Proposed 111-unit apartment complex is not the right fit for the area, say councillors



A proposed 111-unit affordable apartment complex has received a cool reception from Village of Pemberton council.

The proposed project would involve two four-storey buildings, containing 54 and 57 one-bedroom micro apartments aimed at singles and couples.

Located on a vacant lot on 7360 Crabapple Court, across the street from the Mile One Eating House, the project, in its current from, is not a good fit for Pemberton, Councillor Karen Ross said at a Feb. 6 council meeting.

"The more I think about it, I just can't see a 111-unit building in that area," said Ross.

In its application, the project's proponent, Coombs Development Corporation, said it is seeking to develop "socially responsible and affordable rental housing options."

In order to get the project off the ground, Coombs is seeking financial support from the Canadian Mortgage and Housing Corporation (CMHC).

But in order to get it, they say they need a number of concessions from the Village. These include reduced development levies (from $2,317.25/unit to $1,000/unit), a height variance to allow four floors, and a parking variance to reduce the number of required stalls.

To help its cause, Coombs asked council to send along a letter of support to the CMHC outlining some of the concessions it's wiling to make.

No one from Coombs was at the Feb. 6 council meeting. The proposal was first brought to council in January, where it was referred to municipal staff for review.

In a comprehensive report, town planner Lisa Pedrini questioned the composition of the project, noting that it would not serve seniors or families and does not accommodate disabled people.

"The kitchens are small with very little counter space for baking or storing foods bought in bulk, the murphy bed could prove difficult to maneuver, and the interior hallways are narrow for accommodating a wheelchair or walker," reads the report.

Pedrini also noted the rent — one-bedroom apartments would be offered for around $1,200 a month — was actually slightly more than the nearby Radius building when you factor in the cost of a parking space and an additional storage space.

"You would want to see something that feels subsidized and affordable if you're going to be handing out variances and concessions," said Pedrini, when presenting her report to council.

Pedrini also questioned the proponent's intention to charge slightly more for upper-level floors.

"If you're targeting low-income people, do you want to be charging (different prices) for the different suites? It sounds like something you might do in a hotel."

Following Pedrini's presentation, Coun. Ted Craddock outlined his opposition to the project, suggesting that it would be geared to a "transient" population.

"We've all said that we want to support affordable living. But at this point I don't see this as the right place and the right type of project," he said.
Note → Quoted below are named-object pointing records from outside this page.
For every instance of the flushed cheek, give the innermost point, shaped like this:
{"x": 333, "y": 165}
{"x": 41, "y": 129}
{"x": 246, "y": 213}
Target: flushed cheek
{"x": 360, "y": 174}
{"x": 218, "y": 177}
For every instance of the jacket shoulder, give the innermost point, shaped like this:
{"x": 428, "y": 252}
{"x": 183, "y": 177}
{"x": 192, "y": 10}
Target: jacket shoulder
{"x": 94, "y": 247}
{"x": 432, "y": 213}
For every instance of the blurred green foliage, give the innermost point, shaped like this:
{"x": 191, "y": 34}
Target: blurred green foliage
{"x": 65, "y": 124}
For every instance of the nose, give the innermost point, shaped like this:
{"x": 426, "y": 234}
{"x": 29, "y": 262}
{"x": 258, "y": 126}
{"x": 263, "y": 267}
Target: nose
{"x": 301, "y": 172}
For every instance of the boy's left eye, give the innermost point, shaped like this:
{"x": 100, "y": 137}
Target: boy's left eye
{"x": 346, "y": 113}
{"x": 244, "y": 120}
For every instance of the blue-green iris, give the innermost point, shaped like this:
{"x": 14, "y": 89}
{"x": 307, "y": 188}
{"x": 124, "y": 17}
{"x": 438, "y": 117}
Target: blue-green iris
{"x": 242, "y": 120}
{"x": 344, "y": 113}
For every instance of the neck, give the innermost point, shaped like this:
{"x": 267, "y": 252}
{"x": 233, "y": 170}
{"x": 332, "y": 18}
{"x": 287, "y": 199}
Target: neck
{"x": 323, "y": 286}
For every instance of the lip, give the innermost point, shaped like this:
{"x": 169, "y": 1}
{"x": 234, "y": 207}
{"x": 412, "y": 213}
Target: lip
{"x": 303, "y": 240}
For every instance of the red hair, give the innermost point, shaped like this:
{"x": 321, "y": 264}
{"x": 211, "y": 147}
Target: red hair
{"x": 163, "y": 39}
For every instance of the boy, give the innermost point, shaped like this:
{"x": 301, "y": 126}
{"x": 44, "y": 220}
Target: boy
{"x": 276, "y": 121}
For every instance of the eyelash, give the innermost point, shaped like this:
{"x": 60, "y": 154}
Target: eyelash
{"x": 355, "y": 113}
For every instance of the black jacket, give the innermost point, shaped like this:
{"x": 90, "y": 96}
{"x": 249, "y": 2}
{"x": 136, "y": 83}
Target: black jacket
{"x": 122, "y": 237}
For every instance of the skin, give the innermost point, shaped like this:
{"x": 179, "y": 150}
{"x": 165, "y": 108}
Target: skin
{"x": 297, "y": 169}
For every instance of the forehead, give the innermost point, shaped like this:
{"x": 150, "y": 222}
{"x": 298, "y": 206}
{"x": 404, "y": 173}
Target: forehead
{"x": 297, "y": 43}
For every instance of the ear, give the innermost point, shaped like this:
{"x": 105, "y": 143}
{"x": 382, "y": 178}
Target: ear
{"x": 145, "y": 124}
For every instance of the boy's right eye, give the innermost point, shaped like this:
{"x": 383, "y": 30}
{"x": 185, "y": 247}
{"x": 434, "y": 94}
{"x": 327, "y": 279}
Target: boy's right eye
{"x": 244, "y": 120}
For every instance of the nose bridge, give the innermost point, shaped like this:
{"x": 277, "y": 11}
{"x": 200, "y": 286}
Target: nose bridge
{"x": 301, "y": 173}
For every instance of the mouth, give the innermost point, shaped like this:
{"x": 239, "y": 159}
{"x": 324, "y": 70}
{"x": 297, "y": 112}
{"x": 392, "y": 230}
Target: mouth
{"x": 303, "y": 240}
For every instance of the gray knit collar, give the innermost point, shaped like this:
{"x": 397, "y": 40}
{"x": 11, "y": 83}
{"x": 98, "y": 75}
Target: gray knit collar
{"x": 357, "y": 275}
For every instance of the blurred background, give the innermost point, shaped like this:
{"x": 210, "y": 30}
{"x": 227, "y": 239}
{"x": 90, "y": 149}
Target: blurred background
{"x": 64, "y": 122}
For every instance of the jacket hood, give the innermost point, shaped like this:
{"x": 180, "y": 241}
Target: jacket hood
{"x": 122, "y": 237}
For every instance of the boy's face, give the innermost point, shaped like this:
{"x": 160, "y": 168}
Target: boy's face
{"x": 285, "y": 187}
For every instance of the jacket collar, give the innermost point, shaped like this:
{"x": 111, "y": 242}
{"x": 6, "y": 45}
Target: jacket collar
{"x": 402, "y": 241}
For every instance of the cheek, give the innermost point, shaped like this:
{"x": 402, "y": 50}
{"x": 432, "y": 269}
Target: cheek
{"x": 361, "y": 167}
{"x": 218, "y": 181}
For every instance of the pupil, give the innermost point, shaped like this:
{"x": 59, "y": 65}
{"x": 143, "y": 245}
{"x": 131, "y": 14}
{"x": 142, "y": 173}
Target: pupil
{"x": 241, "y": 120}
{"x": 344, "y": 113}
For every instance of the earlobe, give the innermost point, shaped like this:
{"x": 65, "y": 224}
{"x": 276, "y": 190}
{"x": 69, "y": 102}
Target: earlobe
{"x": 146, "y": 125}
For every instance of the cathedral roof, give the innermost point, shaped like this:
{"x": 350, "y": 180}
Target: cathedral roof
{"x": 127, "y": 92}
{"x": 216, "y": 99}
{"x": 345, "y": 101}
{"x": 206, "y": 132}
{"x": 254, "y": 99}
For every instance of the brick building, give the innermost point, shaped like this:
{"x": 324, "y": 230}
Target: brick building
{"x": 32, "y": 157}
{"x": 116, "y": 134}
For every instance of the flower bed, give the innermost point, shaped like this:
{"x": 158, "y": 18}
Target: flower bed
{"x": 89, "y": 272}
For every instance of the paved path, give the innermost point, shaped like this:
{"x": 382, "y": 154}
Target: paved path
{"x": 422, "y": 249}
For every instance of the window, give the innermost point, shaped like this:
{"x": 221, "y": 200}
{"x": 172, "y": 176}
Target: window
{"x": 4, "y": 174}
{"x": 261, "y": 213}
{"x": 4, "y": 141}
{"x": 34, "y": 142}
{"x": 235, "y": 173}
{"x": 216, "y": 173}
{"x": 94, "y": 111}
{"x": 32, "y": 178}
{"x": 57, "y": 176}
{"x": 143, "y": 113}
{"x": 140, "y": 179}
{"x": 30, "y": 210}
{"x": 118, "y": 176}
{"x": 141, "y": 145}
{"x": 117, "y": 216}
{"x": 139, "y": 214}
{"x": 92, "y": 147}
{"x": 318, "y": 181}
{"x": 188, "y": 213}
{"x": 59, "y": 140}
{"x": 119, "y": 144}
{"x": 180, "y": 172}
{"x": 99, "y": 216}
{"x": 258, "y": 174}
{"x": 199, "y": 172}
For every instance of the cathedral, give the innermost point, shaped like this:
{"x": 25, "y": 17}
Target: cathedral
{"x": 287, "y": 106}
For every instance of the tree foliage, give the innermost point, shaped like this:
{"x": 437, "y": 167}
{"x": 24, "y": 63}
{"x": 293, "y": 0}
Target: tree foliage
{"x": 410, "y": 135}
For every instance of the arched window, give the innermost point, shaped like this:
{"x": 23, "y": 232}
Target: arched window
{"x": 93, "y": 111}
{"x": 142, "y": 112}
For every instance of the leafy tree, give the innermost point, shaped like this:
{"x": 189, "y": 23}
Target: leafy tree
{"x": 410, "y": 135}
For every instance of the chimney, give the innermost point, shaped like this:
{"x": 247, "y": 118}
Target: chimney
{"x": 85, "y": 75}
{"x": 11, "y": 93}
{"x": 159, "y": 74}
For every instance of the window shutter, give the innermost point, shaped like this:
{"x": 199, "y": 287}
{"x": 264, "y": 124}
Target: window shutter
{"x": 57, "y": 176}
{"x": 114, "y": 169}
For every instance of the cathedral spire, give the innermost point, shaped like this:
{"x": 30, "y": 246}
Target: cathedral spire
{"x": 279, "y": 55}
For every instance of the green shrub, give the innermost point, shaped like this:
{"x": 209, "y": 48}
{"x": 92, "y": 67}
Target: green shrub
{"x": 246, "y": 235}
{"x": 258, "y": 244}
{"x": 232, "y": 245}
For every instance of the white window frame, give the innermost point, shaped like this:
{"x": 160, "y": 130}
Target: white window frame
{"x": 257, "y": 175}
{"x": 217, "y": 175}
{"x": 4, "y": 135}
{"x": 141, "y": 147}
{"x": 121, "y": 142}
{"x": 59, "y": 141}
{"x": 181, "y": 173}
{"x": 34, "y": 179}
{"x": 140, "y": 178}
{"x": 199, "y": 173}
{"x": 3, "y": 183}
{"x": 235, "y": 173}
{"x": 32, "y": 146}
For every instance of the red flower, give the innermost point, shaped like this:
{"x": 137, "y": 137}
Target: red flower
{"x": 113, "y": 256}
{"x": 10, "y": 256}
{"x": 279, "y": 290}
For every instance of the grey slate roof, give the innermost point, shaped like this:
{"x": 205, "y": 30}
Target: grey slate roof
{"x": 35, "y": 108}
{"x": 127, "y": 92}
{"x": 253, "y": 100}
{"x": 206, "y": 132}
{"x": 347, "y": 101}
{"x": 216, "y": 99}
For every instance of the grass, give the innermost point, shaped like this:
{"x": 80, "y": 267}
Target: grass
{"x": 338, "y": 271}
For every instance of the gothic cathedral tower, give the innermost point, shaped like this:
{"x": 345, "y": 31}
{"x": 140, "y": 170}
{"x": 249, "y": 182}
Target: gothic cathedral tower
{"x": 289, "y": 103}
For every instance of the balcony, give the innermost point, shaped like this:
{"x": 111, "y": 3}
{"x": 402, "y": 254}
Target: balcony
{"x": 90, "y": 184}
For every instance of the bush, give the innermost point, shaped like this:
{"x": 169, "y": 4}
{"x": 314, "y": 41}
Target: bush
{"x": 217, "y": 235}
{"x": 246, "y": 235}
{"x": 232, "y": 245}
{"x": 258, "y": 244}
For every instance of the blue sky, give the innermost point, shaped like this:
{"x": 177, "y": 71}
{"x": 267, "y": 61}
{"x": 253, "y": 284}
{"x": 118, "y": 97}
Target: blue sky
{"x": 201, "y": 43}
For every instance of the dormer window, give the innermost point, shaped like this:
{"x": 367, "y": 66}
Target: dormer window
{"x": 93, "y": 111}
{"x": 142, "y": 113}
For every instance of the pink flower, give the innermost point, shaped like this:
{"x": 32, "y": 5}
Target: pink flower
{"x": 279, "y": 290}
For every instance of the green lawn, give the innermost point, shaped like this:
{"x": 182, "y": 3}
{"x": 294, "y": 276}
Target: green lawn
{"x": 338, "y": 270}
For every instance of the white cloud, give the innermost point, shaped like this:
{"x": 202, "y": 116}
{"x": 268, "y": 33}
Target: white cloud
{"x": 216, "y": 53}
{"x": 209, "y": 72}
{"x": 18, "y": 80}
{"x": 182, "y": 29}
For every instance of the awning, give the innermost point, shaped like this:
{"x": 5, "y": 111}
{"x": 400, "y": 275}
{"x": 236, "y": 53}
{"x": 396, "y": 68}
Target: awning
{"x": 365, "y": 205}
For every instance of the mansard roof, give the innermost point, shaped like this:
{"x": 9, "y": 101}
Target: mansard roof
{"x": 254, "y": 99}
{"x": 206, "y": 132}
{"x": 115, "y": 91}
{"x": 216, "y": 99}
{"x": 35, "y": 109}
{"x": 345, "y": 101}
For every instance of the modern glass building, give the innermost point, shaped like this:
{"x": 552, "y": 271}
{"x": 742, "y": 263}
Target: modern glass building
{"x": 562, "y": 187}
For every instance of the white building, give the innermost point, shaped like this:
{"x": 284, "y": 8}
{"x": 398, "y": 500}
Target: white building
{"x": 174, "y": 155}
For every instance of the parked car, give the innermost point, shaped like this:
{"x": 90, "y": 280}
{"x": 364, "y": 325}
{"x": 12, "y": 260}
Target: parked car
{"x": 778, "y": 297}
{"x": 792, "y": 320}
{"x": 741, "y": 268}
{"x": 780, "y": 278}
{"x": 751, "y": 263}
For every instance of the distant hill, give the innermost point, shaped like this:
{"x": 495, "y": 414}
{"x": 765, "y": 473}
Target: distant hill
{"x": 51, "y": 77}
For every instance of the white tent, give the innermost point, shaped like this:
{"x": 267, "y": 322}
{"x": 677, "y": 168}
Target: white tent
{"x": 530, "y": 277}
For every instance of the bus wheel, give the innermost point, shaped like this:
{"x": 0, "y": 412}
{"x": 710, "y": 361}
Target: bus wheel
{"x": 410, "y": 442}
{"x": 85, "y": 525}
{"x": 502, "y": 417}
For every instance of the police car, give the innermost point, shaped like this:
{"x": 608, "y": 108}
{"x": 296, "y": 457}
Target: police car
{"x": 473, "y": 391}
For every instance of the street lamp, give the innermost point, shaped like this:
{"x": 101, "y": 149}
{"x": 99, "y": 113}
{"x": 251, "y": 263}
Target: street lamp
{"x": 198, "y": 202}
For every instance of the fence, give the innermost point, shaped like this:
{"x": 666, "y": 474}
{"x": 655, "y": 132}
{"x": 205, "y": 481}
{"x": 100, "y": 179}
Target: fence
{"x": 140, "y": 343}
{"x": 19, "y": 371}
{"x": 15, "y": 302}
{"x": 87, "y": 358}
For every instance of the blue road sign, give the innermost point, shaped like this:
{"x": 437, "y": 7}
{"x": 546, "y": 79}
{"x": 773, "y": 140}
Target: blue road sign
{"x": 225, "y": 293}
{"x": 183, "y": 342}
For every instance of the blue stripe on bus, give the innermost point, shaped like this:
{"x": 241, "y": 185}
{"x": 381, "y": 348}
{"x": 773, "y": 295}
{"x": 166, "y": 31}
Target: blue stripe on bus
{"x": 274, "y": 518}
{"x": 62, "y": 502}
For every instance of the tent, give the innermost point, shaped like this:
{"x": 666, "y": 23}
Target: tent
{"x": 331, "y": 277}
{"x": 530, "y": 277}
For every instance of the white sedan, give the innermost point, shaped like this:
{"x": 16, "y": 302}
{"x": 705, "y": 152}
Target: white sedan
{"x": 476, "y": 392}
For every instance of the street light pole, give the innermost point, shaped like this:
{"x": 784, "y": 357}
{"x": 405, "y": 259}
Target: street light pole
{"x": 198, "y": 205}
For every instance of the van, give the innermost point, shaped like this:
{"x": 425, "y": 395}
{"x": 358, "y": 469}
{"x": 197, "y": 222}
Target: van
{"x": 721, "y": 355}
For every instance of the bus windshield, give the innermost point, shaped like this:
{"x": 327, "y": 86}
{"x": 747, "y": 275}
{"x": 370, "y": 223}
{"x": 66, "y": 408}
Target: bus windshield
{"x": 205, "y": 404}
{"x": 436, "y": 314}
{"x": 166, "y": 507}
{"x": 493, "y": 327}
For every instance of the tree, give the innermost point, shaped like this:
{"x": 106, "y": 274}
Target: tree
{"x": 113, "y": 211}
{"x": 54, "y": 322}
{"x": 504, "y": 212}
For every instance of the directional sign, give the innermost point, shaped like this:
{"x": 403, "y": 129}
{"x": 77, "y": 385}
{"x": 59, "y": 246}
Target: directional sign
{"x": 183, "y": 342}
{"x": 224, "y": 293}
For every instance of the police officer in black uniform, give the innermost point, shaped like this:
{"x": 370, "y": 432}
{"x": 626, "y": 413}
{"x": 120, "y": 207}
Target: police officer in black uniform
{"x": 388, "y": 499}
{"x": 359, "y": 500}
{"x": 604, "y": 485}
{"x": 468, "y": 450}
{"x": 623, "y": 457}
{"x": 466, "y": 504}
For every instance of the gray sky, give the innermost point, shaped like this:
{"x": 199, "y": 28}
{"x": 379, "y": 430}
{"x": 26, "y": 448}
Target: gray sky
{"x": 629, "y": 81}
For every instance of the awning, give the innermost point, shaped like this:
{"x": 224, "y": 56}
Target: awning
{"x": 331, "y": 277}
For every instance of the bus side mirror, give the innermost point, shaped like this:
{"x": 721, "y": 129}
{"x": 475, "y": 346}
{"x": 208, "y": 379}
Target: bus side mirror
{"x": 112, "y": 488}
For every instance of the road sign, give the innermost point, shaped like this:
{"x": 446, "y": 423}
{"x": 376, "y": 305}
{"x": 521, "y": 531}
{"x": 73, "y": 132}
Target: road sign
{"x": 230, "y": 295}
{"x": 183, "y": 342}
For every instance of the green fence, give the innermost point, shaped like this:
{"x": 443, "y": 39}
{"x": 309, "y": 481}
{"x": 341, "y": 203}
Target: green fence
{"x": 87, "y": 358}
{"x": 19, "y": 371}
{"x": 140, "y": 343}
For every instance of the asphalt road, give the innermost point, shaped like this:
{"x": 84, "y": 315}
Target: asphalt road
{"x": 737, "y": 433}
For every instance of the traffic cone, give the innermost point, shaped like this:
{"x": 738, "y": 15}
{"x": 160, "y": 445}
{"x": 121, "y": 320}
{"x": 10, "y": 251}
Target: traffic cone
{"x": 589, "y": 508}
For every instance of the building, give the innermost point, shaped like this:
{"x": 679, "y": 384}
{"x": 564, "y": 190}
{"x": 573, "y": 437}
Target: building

Coun. James Linklater agreed: "Certainly they'd need to change the concept... and I don't know if it's viable for them."

Mayor Mike Richman spent most of the debate facilitating conversation. Eventually, he suggested a course of action that was supported by council unanimously. "I'm going to suggest we write a correspondence to Mr. Coombs, saying that at this point we are not willing to write a letter of support, that the Village is committed and interested in finding affordable housing options if he'd like to bring another proposal back at a later date."

The Village reached out to the developer this week.